A estas perguntas podemos acrescentar outras: o que determina o preço da habitação?; o que determina as rendas das casas?; o que determina o preço de cada noite em alojamento local? A resposta é sempre a mesma: a Oferta e a Procura. Como notou Fisher, esta resposta está sempre certa, mas, infelizmente, não explica nada. Para se encontrar a explicação, «temos de desvendar as forças que determinam a Oferta e a Procura».
Quando as forças de mercado levam a resultados de que, por qualquer motivo, os políticos não gostam, é normal que estes procurem corrigir o seu funcionamento através de políticas públicas. Até aqui tudo bem. Mas o sucesso de uma política depende crucialmente de se entender de que forma é que se vai interferir no jogo da oferta e da procura e que incentivos gerará.
Olhemos para o problema dos preços da habitação de Lisboa. Nos últimos anos, os preços dispararam. Por preços, entenda-se o preço de compra e venda, mas também o preço do arrendamento. Até um papagaio percebe que se isso aconteceu é porque ou a procura aumentou ou a oferta diminui (ou ambas). Muitas responsabilizam o turismo e o alojamento local (que lhe visa dar resposta) por esse aumento de preço. Apesar de nunca ter visto um estudo credível que demonstre ser esta a única causa, ou sequer a causa principal, do aumento de preços, dou isso de barato.
O aumento do turismo leva a um crescimento da procura por alojamento local, o que, por sua vez, levará a uma subida do preço deste, a não ser, claro, que a oferta aumente de forma correspondente. Mas as queixas dos lisboetas não são sobre os preços do alojamento local, mas sim sobre o da habitação permanente. Isso também se explica facilmente. Sendo a habitação permanente facilmente adaptável a alojamento de curta duração, a rentabilidade acrescida deste sector leva a que casas e apartamentos que estavam disponíveis para arrendamento de longa duração sejam “desviadas” para alojamento local. Ou seja, a oferta de habitação permanente em algumas freguesias de Lisboa diminuiu. Por outro lado, o turismo tem dado um contributo importante para o crescimento económico e para a criação de emprego o que pode ter conduzido a algum aumento da procura. Conjugando a redução da oferta com o eventual aumento da procura, é natural que o preço tenha aumentado, tornando-se politicamente incomportável (pelo menos para algumas forças políticas) e, com isso, vieram as propostas políticas para resolver o problema.

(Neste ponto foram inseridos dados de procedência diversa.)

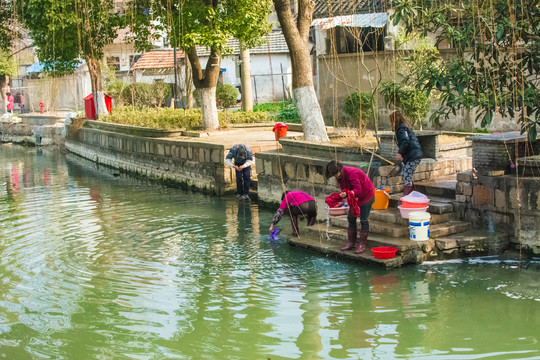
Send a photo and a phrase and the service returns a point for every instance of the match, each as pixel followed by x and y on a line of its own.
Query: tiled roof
pixel 329 8
pixel 275 43
pixel 158 59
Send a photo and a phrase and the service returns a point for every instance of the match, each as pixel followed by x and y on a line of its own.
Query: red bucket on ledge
pixel 280 130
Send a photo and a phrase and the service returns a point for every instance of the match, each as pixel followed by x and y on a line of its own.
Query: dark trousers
pixel 308 210
pixel 364 215
pixel 243 180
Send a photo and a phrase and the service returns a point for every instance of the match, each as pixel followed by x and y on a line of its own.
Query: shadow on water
pixel 98 264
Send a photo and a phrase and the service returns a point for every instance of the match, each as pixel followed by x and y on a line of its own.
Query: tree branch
pixel 305 17
pixel 18 51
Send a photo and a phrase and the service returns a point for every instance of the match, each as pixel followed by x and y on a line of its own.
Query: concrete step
pixel 448 228
pixel 442 187
pixel 339 236
pixel 437 205
pixel 402 230
pixel 314 239
pixel 393 216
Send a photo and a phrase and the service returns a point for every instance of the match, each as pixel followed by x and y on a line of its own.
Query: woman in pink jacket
pixel 356 181
pixel 11 102
pixel 296 203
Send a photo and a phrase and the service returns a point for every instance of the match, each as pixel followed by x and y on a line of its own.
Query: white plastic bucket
pixel 419 225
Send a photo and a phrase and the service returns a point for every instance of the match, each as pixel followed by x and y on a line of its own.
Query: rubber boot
pixel 294 224
pixel 407 189
pixel 364 233
pixel 352 233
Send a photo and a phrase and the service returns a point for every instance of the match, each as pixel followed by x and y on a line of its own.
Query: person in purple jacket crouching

Como é fácil de perceber (e a verdade é que até um papagaio percebe), políticas públicas que reduzam a oferta de habitação permanente irão, a prazo, agravar o problema. É esse o grande problema de quase todas as propostas do Bloco de Esquerda para o sector (digo quase e não todas, porque pode haver alguma que me tenha escapado). Invariavelmente, as propostas do BE tornam mais arriscado o investimento em habitação para arrendamento permanente (ao dificultarem, por exemplo, os despejos de arrendatários que não pagam as rendas, propondo alteração de contratos em vigor, afectando a segurança jurídica da actividade, ou alargando o período em que senhorios são obrigados a manter rendas sociais) e reduzem a sua rentabilidade. O grande efeito destas políticas é tornarem o negócio menos atractivo, reduzindo o investimento neste mercado, e, como tal, reduzindo a oferta de habitação permanente. Ou seja, em vez de contribuírem para resolver o problema contribuem para o agravar.

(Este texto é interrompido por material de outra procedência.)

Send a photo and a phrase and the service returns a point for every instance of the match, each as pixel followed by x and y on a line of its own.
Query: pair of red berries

Se o problema, como muitas vezes se alega, tem origem no acréscimo de procura por alojamento local causado pelo turismo, a solução passa ou por reduzir o turismo (proibindo turistas, degradando aeroportos, criando taxas turísticas, etc.) ou aumentar a oferta de alojamento local (sem reduzir a oferta de habitação permanente) para pressionar esse preço em baixa.
Uma forma de aumentar a oferta de alojamento local sem reduzir a oferta de alojamento permanente é pegar num prédio quase devoluto, por exemplo, com uma única família lá a viver, recuperá-lo e pô-lo ao serviço dos turistas. Se, pelo caminho, se conseguir acrescentar um andar ao prédio, melhor ainda, mais se aumenta a oferta, contribuindo assim para a redução do preço do alojamento local e da sua rentabilidade.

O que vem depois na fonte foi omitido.